La situation désastreuse que connaît notre monnaie depuis des lustres est tributaire entre autre à la carence des devises fortes au niveau de la banque centrale susceptibles de couvrir les besoins en importation. Les hommes d’affaires ainsi que d’autres entreprises dépendants des produits et autres matériels importés étaient dans l’obligation de recourir aux changeurs ambulants en vue d’acquérir le dollar pour s’approvisionner.
Cette situation a eu pour conséquence d’amplifier la descente aux enfers de notre monnaie, le marché parallèle étant juteux, jusqu’à nous entraîner à une inflation à quatre chiffres au début du mandat du chef de l’état en 2019.

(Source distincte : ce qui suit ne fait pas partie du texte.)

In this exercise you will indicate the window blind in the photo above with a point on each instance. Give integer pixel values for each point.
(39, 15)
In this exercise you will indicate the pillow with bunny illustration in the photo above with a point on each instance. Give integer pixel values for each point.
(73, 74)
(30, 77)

De 1.700 FC le dollar, le taux est vite monté à 2.800 FC à la date d’aujourd’hui ; soit une dépréciation monétaire de l’ordre de 60%.
Pour s’imposer et remédier à cette situation qui ne faisait que s’empirer, l’État devait s’entourer des garanties pour prévenir tout déséquilibre sur le plan financier et économique.
Chemin faisant, la Banque centrale a arrondi les angles à travers une croissance de 300%, amenant la réserve de 1 milliard laissée par le président honoraire et sénateur à vie Joseph Kabila à 4 milliards ; de quoi faire le poids aux demandes en devises destinées à couvrir les besoins annuelles à l’importation.
À cette réserve importante, il fallait également assurer l’encadrement des ressources financières par un contrôle régulier des entreprises publiques pourvoyeuses des recettes de l’État, à l’instar de la DGI, DGDA et tant d’autres.
Pour ce faire, Félix-Antoine Tshisekedi s’est tapé un allié de taille en l’Inspection Générale des Finances, IGF, où il va nommer un homme talentueux qui a bousculé tous les calculs des gestionnaires qui s’attendaient à une IGF habituée à caresser la bête dans le sens des poils. C’était sans compter avec le flic financier en la personne de monsieur Jules Alingete, ayant prouvé d’une probité morale inamovible qui fait parler de lui dans tous les salons huppés d’ici et d’ailleurs. À ce niveau, nous pouvons affirmer sans peur d’être contredit que le chef de l’état a trouvé un répondant pour assainir les finances publiques.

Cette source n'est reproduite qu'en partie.